If the book had focused only on his personal background and beliefs it would not be that interesting. In fact some may still think it borders on preachy. The word “empathy” shows up early and often (I quit counting at 50).
There are three other dimensions to the book which make it highly readable
First are his perspectives as a technology visionary. As an innovation author, I particularly enjoyed a chapter titled Beyond Cloud which goes into Microsoft investments in Mixed Reality, Artificial Intelligence and Quantum Computing. (BTW I recommended to my son he read at least this chapter, and I would offer the same advice to any young person)
As he says (and shows with number of examples)
Mixed reality will become an essential tool in medicine, education, and manufacturing. Al will help forecast crises like the Zika epidemic and help us focus our time and attention on things that matter most. Quantum computing will give us the computational power to cure cancer and effectively address global warming.
It’s not just about Microsoft. He is generous with examples about digital leaders – Amazon, GE, Uber among them - even if they are competitors or customers of other vendors.
Secondly, there are lots of details about the personal imprint he is putting on Microsoft including pushing for the Windows 10 launch in Kenya – such a contrast to the massive Rolling Stones Windows 95 launch in a previous generation. He is particularly impressive when he talks about his approach to partnerships and acquisitions – his outreach to Apple, Google and Salesforce among others. How he mended frayed relations with Samsung and Yahoo. How he recruited Peggy Johnson from Qualcomm to help make “Silicon Valley our best friend”. How he crafted acquisitions as diverse as LinkedIn and Minecraft.
How he has developed what he calls a “growth mindset” in his leadership team and discourages whining
“To be a leader in this company, your job is to find the rose petals in a field of shit.” Perhaps not my best line of poetry, but I wanted these people to stop seeing all the things that are hard and start seeing things that are great and helping others see them too. Constraints are real and will always be with us, but leaders are the champions of overcoming constraints. They make things happen.

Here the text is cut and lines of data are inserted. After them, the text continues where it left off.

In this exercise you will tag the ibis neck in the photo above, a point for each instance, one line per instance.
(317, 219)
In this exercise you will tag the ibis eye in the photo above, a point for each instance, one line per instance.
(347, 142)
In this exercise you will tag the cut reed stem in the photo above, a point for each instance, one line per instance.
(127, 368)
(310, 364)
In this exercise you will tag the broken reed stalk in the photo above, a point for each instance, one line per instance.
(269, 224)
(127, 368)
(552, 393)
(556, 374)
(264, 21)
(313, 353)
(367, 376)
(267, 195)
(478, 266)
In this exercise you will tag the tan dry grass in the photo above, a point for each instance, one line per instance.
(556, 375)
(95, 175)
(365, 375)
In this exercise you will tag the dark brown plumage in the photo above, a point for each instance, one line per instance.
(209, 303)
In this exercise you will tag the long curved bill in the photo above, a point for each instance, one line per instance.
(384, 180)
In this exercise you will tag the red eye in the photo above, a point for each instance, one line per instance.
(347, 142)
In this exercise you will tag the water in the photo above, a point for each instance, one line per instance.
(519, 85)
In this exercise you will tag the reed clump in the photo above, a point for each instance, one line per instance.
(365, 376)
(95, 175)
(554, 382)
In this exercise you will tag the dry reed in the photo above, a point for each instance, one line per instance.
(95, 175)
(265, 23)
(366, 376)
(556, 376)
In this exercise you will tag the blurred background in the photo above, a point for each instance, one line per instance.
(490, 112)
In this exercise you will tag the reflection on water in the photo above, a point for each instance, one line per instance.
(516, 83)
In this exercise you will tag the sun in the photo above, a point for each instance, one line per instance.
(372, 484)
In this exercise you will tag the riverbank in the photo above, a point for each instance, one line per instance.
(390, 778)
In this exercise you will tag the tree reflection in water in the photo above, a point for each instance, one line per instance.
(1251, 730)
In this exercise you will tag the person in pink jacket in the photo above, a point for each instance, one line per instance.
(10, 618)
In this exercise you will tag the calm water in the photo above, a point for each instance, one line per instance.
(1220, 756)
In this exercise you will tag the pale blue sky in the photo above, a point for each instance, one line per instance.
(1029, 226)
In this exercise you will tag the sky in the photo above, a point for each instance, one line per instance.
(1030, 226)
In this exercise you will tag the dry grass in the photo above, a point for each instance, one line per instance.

To me the biggest impact he has made is get engineers excited about working at Microsoft again. During the summit couple of weeks ago, I had a chance to have dinner with two mid-level executives, Charles Lamanna and Steven Kaplan who had presented to us, and then engaged in email conversations with them. Driven, curious and polite – if they represent the talent Satya is able to groom, other vendors have definite reason to be concerned.
Finally, there are an incredible range of inspiring quotes throughout the book like
If you know to paint with math and science , you can make anything, and
If quantum mechanics has not profoundly shocked you, you have not understood it yet
Satya is very well-read (as are his co-authors, writers in the Microsoft family) and it shows in the text.
Every time I go to Microsoft buildings in the Seattle area, I am reminded of a visit to the Egyptian Museum in Cairo. You know you are going to the mother lode, but the place is bursting at the seams and you need a really good guide to help you around.
I heard a Microsoft exec once say
“We may not always be able to deliver, but I want customers to think of calling Microsoft first anytime they have an opportunity where technology can help”
After reading Hit Refresh I am even more convinced of that.